Taste the original juice, crisp, tender and refreshing
Introduction:
"When I was shopping in the supermarket today, I happened to see the newly arrived prawns. They were so lively that they splashed water all over their body. Xiansen and I both like shrimp very much. Although it costs more than 60-70 yuan per kilo, we did not hesitate to buy more than 2 kilos of shrimp. At noon, we were scalded by ourselves. At night, we were all making other flavors! Shrimp is really a good calcium supplement for pregnant women. Fortunately, I am not allergic to seafood, otherwise I will not have this good taste. Blanched shrimp is popular in Guangzhou, which is to keep its fresh, sweet and tender flavor, and then peel the shrimp and dip it in sauce. "Blanching" is a cooking technique of Cantonese cuisine, that is, scalding food with boiling water or soup. Shrimp contains high protein, low fat, and a variety of high trace elements, such as calcium, zinc, magnesium, vitamin A and so on. In addition to rich nutrition, shrimp is easy to digest and absorb, which is suitable for pregnant women, children, the elderly and the weak. But people with allergic diseases should be careful to eat
Production steps:
Step 1: wash and drain the fresh shrimp
Step 2: prepare scallion, slice half ginger and cut half minced
Step 3: add water to the pot. When the water boils, add appropriate amount of salt, add chopped ginger and scallion, and pour in a small amount of cooking wine
Step 4: after the water boils, put in the shrimp, stir slightly with chopsticks, let the shrimp heat evenly
Step 5: the water in the pot boils again and then boils for about half a minute (the time can be adjusted according to the amount of shrimp)

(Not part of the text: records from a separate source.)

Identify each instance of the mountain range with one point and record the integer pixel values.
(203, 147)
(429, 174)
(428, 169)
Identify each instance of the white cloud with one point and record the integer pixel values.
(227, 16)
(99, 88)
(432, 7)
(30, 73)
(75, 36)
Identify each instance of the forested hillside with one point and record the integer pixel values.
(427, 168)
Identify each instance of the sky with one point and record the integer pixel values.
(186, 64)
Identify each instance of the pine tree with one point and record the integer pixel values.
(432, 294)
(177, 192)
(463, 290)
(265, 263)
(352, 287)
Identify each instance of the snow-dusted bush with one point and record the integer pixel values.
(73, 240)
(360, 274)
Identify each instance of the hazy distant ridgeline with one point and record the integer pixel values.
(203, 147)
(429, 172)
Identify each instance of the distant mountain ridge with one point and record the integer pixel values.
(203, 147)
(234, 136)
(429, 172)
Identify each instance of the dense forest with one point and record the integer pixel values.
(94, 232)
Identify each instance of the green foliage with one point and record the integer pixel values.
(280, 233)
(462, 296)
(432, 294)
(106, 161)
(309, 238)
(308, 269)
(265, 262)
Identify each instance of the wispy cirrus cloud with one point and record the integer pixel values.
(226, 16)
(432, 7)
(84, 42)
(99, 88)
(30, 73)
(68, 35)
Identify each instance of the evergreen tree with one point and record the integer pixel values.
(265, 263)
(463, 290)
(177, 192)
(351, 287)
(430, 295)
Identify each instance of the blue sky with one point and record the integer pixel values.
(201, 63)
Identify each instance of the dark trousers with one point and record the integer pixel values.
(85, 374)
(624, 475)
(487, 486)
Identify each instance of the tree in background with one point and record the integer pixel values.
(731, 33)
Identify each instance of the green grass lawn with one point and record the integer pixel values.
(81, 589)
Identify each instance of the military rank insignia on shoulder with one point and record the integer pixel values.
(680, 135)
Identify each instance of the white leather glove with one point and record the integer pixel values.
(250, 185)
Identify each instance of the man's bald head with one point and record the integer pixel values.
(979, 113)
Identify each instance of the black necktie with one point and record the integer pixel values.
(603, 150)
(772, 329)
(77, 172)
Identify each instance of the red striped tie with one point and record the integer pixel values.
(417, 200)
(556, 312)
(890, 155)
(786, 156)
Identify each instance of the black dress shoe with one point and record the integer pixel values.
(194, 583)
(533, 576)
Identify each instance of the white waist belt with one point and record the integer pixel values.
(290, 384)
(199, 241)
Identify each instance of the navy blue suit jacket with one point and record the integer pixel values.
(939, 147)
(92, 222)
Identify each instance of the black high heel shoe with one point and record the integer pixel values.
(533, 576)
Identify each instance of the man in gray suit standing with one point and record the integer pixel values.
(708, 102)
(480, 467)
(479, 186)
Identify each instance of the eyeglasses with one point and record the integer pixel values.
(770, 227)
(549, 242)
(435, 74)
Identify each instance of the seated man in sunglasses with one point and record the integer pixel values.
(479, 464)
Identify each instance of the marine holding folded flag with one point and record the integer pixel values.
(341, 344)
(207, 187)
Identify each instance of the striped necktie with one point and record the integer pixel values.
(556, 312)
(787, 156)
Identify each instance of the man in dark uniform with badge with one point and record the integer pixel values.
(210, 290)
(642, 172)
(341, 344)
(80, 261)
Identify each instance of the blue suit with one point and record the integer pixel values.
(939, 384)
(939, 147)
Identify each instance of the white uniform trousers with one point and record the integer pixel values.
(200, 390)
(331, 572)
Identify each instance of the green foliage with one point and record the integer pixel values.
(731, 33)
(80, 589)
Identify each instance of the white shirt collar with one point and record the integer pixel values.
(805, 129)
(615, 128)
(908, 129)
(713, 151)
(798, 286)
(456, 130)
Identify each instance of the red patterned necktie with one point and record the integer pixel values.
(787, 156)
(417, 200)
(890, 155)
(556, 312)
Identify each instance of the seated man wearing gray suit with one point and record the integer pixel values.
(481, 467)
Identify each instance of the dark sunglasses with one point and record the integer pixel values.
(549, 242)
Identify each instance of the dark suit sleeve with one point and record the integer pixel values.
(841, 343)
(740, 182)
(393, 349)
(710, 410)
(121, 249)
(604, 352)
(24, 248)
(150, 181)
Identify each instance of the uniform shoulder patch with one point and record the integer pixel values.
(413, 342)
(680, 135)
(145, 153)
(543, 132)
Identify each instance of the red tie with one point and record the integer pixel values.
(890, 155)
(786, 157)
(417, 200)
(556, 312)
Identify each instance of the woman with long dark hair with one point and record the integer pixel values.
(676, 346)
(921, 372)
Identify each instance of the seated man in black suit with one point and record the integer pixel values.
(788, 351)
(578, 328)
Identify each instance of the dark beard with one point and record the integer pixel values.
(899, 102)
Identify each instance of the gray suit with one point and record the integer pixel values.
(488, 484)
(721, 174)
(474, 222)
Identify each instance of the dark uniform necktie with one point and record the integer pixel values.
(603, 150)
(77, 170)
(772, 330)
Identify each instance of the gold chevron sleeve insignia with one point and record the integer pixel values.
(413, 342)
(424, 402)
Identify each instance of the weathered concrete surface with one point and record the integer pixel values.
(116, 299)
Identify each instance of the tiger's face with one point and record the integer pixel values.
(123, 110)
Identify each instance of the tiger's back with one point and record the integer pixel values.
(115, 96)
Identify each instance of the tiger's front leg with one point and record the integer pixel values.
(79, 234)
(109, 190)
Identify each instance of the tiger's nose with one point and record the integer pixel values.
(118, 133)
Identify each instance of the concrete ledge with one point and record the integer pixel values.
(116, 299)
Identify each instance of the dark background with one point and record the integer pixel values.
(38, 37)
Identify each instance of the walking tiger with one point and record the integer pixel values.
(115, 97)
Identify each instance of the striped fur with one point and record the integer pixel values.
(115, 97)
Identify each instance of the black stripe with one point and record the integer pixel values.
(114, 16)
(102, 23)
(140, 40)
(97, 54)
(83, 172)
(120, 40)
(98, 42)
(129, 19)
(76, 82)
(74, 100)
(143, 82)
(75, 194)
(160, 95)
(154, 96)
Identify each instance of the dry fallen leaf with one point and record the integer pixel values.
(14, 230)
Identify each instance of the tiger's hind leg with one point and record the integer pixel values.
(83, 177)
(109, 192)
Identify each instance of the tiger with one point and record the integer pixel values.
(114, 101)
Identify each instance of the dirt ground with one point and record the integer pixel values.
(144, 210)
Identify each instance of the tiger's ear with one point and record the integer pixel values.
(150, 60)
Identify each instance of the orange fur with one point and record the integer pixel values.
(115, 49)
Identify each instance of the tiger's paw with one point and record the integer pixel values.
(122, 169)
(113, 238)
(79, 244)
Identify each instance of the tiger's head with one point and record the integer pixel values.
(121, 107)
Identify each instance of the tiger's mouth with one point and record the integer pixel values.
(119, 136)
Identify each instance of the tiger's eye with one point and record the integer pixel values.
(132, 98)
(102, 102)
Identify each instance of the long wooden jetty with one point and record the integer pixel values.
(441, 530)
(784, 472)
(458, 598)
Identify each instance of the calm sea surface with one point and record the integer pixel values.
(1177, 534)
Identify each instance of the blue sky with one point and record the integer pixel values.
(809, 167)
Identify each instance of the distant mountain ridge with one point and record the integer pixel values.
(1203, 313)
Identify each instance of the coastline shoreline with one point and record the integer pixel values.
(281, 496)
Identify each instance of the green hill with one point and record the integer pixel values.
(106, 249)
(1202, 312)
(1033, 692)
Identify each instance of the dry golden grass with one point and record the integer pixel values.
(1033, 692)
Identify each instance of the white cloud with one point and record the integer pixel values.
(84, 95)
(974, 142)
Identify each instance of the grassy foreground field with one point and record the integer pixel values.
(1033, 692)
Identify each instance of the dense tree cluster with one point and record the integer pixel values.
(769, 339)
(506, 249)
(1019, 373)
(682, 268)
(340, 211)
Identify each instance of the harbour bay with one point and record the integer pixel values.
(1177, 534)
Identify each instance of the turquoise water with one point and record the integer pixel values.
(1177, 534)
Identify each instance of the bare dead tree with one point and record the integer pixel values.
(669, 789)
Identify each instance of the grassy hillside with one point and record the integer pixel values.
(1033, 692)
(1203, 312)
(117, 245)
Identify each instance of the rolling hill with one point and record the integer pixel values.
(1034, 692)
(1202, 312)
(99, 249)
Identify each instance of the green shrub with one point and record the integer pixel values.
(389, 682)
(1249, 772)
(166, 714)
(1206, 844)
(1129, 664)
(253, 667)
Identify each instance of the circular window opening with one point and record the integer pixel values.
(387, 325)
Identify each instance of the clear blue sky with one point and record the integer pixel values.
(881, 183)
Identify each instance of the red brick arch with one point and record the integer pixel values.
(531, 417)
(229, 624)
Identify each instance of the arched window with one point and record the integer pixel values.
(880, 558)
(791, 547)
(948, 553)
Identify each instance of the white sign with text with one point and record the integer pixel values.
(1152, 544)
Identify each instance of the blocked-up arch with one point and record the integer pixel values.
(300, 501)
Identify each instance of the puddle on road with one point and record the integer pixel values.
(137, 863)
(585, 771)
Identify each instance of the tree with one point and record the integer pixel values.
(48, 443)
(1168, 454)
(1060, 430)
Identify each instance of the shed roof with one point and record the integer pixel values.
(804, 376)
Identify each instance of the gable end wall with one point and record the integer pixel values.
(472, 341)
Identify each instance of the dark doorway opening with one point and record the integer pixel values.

Step 6: use a colander to pick up the shrimp
Step 7: put in cold boiled water to cool, keep the meat quality of the shrimp unchanged (ice water can be used in summer, the effect is better), then use the colander to pick up the water again, drain the water, and then put it on the plate
Step 8: put minced ginger into the bowl, add the delicious soy sauce, vinegar and sauce
Step 9: dip in whatever you like (I prefer the simple sour and salty taste with ginger sauce)
Materials required:
Shrimp: right amount
Cooking wine: moderate
Ginger: moderate
Scallion: right amount
Delicious: moderate
Rice vinegar: right amount
Salt: right amount
Note: 1, the main points of cooking white shrimp: one is to choose fresh shrimp, the other is to control the raw and cooked degree of shrimp, over cooked shrimp meat will not taste good, over cooked shrimp meat is hard to peel. 2. When the shrimp is scalded, boiling water must be put into the shrimp. When the shrimp curls up and turns red and bubbles appear on the surface of the water, it should be taken out immediately. According to the tenderness of the shrimp, it is the best that the shrimp is U-shaped. If the shrimp is V-shaped, it is mostly raw. If the shrimp tail is O-shaped close to the abdomen, it means it is overcooked.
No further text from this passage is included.